58 赤き月(8)
魔物と人間、そして動物の入り乱れる戦場は、混沌を極めていた。
けれど、その中でもクロウは、軽い身のこなしを活かし相手を翻弄し隙を作る。
「とどめだっ!!」
ドスっと入った短剣は、魔物のコアを貫いた。
非力ではあるものの、狙いを定め急所を射ることができたなら、魔物を倒すのに力はいらない。
だが、目の前の標的ばかりに集中し、周囲が見えていないフシがある。
走り回る猪の目の前に出てしまったのだ。
「クロウ!!」
俺が突撃してくる猪に蹴りを入れれば、間一髪クロウをかすめ、そのまま走り去った。
「さっすがテイマー! ケガひとつさせずに追い払うとはね!」
「言ってる場合か! 危なっかしくて見てられんわ!」
「何言ってんだ、俺の大活躍はちゃんと見てもらわないとなっ!」
口がへらないのは相変わらずだが、それでも口だけでなく仕事もこなすその体力は、これが若さかと自身の歳を再確認させた。
もちろん、他の冒険者たちと違って、体力の消耗がまだ少ないのもあるだろうけどな。
それでもまだまだ余裕なのか、喋りかけてくるほどだ。
「しっかし、オッサンもずいぶん余裕そうじゃん?
対動物用の注射針回収するなんて、まさか針の数足りないのか?」
「そうじゃねえが、針よりも必要なモンがあんだよ」
「必要なモン?」
「針に付いてる袋だ。クロウも余裕があるなら回収しておいてくれ」
「袋? あぁ、あの血が詰まったヤツか。何に使うんだ?
まさか、ブラッドソーセージにするとか? 俺、アレ嫌いなんだよね」
「料理にも使えなくはないが、今回は別用途だ。
あの血液を材料に、血液製剤を造る。だから大量にいるんだよ」
「え……。

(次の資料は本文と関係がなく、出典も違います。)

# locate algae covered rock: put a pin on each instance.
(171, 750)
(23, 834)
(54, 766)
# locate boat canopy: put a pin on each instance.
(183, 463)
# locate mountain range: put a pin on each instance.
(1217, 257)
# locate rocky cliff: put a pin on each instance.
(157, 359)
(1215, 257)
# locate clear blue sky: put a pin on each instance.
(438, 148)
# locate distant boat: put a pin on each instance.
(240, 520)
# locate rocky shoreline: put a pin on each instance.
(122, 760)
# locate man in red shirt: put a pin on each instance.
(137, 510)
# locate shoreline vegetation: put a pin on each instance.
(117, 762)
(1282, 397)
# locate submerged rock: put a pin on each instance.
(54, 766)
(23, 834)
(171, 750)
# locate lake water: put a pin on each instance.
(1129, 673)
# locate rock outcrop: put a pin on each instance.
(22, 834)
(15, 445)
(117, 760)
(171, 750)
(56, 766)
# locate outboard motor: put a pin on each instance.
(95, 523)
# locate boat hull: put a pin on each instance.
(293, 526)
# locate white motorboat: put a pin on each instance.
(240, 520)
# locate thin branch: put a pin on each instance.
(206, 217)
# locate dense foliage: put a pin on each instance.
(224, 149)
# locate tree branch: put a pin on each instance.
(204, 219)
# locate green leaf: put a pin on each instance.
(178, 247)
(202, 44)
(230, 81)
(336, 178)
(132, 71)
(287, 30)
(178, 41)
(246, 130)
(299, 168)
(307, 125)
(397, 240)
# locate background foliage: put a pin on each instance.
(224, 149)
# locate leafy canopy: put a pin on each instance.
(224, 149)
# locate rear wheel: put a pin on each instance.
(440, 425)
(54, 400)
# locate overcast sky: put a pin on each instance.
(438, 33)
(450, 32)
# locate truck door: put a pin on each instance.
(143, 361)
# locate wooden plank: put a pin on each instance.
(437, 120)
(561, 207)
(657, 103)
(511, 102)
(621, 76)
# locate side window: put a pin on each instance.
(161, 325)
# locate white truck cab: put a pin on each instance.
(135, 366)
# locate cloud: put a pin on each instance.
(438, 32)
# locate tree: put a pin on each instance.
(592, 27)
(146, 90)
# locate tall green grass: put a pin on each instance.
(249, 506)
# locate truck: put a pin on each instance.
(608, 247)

あの輸血に使ってたのって、動物の血だったのかよ!?
とんだマッドサイエンティストドクターだな!!」
「まさか、そのまま使ってると思ってるのか!?
動物の血を輸血なんかしたら、拒絶反応起こして死ぬわ!
あとで魔法で精製するから、雑に扱うなよ!」
「ったく、注文が多いテイマー様だぜ!
ま、クロウ様に任せときな!」
そう言い残し、クロウは戦場を駆ける。
そしてパンパンに膨らんだ血液袋を拾い上げては、こちらに投げて寄越すのだ。
荒っぽくするなと言ったのにまったく……。
だいたい針ついてんだから、危ないっての。
ま、俺も投げられたくらいで針が刺さるようなヘマはしないけどな。
ぽんぽんと門の近くに血液袋を積み上げれば、十分な量が用意できている。
これなら今日の分だけじゃなく、ある程度のストックも作れるだろう。
そして戦場も、攻勢に出たことでかなり余裕が出てきていた。
「二人が来てくれたおかげで、かなり有利になった。
イーナムさん、ありがとな」
「ずっと戦いっぱなしだっただろう? 他の奴らと順番で、少し休むといい。
なんだかんだ、クロウは魔物を翻弄させてるし、そのくらいの時間は稼いでくれるさ」
「あぁ、その辺の采配は任せてくれ」
「そうだな、アンタはその道のプロだもんな」
「だが……、少し違和感がある」
「…………。副長も気付いてたか」
「ということは、そっちも?」
「あぁ、暴れ回るだけの動物なんだが、どうも何かに怯えているように見えてな……」
「魔物もそうだ。時折集中力が切れるというか、意識が別のところへ向いている感覚がある」
「戦ってる時に、そんなのまで見てるのか……。一流の冒険者ってのは恐ろしいな」
「それはこっちのセリフだ。暴れる動物の様子でわかるなんてな」
動物も魔物も、人間よりも勘がいい。
人間が無意識に感じる何かは、その勘のいい奴らの反応が普段と違うことに、経験から気付く程度だ。
冒険者の経験と、テイマーの経験が、何かあると告げている。
二つのセンサーが反応するのだから、ほぼ確実に何かが迫っているということだ。
だが、人間もまた動物でしかない。
鈍った野生の勘ですら感じるほどの何かに、戦場の魔物も、動物も、人間も動きを止めた。
身体を震わせる地響き、そして薙ぎ倒される木々。
みながそちらに注目した時、その巨体は赤き月を背に現れた。
「皆下がれ!! ブラッドベアだ!!」
ブラッドソーセージってのは、ひき肉と血を混ぜたものを使ったソーセージですよ。
食べたことないんですが、レバーがダメな人にはダメなヤツだそうです。